The following implications are in particular of interest to upstream and downstream stakeholders including public actors in charge of enabling smallholder commercialization process, breweries, malting industries, primary cooperatives, cooperative unions and NGOs and farmers.

Raise awareness level of farmers about contract farming scheme   

The majority of the multipurpose primary cooperatives are unexperienced in marketing activities. Awareness among members about the possibilities and potential benefits to supply to the multipurpose primary cooperative is relatively low. Training should, therefore, be provided to members concerning marketing operations and the potential of receiving dividends in the case of increased marketing activities. Capacitate farmers to exercise their proper market choice, and once their market contract made with malting industry actors maintaining trusted relationship, will be the basis of sustainable relationship.

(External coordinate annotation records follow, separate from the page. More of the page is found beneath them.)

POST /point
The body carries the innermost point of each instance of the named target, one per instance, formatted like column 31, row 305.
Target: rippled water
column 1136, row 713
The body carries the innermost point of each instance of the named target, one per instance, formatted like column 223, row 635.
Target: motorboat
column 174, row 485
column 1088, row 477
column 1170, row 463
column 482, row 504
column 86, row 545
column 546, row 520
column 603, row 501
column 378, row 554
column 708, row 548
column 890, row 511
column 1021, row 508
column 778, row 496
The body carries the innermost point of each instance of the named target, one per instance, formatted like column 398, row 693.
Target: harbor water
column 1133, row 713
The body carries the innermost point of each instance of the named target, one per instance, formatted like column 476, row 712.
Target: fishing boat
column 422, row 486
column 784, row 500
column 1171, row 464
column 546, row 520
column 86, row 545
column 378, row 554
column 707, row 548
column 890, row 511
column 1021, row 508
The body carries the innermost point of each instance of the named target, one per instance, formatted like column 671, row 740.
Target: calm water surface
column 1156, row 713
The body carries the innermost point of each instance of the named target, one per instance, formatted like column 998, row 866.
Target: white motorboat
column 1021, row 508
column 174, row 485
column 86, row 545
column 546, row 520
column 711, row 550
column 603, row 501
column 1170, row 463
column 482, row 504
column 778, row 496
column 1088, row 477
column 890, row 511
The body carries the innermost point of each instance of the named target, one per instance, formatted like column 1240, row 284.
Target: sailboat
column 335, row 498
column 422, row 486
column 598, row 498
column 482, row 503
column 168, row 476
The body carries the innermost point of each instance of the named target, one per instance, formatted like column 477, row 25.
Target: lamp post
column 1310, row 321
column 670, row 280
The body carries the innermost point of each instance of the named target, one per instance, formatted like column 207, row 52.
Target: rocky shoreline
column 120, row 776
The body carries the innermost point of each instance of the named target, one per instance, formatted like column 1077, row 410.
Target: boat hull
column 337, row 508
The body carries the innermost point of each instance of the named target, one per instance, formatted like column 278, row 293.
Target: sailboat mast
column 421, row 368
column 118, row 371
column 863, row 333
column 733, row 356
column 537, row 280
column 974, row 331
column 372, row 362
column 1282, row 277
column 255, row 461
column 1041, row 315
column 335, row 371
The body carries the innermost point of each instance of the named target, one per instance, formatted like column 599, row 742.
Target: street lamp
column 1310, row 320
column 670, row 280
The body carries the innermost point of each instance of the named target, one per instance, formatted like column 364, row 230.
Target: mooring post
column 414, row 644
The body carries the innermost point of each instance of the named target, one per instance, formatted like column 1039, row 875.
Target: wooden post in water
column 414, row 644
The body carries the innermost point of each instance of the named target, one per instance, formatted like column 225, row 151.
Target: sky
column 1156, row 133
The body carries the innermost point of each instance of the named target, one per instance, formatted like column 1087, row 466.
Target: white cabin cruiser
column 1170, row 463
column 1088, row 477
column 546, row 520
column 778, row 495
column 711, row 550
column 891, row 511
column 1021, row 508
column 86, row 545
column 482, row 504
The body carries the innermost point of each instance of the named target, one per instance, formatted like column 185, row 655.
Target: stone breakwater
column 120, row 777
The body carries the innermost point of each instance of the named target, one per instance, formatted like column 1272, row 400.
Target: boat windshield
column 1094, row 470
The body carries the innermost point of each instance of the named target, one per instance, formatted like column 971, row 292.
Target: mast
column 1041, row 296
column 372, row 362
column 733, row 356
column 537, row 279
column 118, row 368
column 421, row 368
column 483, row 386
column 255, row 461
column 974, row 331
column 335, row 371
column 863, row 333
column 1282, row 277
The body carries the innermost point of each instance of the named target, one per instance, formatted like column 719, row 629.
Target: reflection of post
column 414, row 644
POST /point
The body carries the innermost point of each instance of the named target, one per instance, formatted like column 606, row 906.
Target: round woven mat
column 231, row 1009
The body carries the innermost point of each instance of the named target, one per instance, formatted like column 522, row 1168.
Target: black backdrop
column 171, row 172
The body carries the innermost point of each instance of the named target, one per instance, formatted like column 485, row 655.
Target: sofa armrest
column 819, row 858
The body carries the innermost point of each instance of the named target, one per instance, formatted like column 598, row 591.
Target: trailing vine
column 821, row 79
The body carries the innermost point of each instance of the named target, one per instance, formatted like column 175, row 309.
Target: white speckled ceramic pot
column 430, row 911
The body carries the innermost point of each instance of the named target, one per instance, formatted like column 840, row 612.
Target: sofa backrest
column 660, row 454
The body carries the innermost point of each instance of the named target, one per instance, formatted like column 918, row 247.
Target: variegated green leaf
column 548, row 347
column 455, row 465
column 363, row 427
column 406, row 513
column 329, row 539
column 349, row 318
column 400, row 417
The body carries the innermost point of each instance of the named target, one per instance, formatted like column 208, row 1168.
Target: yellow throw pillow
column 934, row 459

Enhancing the capacity of farmer organizations (primary cooperatives and unions)

Farmers organization, that is, the cooperatives and unions are playing pivotal role in firm farmer linkage. The cooperatives and unions are existing in different level of capacity. Some deploy competent staff and logistics, and office arrangements while others do not. Thus, upgrading working capacity of farmers’ organization is the basis of bargaining power of farmers and sustainable partnership. Monitoring, evaluation and learning; and auditing and accountable systems need to be established.

Improving price setting and payment modalities

One  of  the  challenges  posed  by  farmers  is  delay   of payment time, the other challenge posed by firm’s side is side selling. As price variability and payment lag give rise to side selling, proper time of price settlement is required from the firm, breweries and malting industry accordingly.

Exercising appropriate incentive and sanction system

In contract relationship, either one or both fail to fulfill contracted agreement. In order to encourage those trusted actor and discourage those who default, they need to be properly treated by formulating formal legal systems.

Developing comparative advantage

Commercialization can be enhanced through further specialization as per the natural agro-climate niche of malt barley production. Thus, the commercialization scheme should focus on increasing the volume of production (productivity) in general and the level of surplus production in particular. This implies the need to intensify the current extension and market support programs with programs that can expand households’ production frontier by enhancing access and options of modern inputs and technologies to allow farmers gain by raising productivity yield per unit of land while firms are able to source raw material at fair real price in win-win relationship both for producers and firms in sustainable manner.



The author has not declared any conflict of interests.